The big differences today came were that the key players Detroit needed to perform to win showed up. That's especially true from the batting order. No one but Delmon Young got much of anything going in Game 1. In Game 2, while Young's bat fell silent, Cabrera came up big with three RBIs and Martinez added a fourth. This was set up by Magglio Ordonez's three-hit game.
Meanwhile Max Scherzer did everything he needed to on the mound. He was truly the wild card. You never know what you'll get, but when he's good he's really good. He kept the ball in the park -- really, kept it in the infield -- and struck out five. He had a few hiccups along the way but pitched out of them.

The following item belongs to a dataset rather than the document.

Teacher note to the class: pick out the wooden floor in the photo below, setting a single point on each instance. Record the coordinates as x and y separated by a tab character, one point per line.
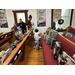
32	56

Detroit needed to win one game in New York. Obviously the way you draw it up is for Justin Verlander to win Game 1, Doug Fister to have a great chance at winning Game 2, and Scherzer to take the mound at home for Game 3. So it didn't work out quite that way. Who cares.
Justin Verlander will take the mound in Detroit with a chance to give his team a choke-hold on the series, while the Yankees are now the ones who could be considered in a must-win situation. Well, they are in a must-win situation. If they don't win a game in Detroit, they don't play another home game in New York until 2012.
There's a few worries, to be sure. Joaquin Benoit may not be available after going two innings, and Jose Valverde stayed on the mound pretty long himself. But that's OK. Verlander is the ace for a reason. Complete game, Justin. We're going to need one. Can you deliver?
A winding, wet road in New York, maybe. But the Tigers can fly home with their heads held high. They did what they needed to in New York.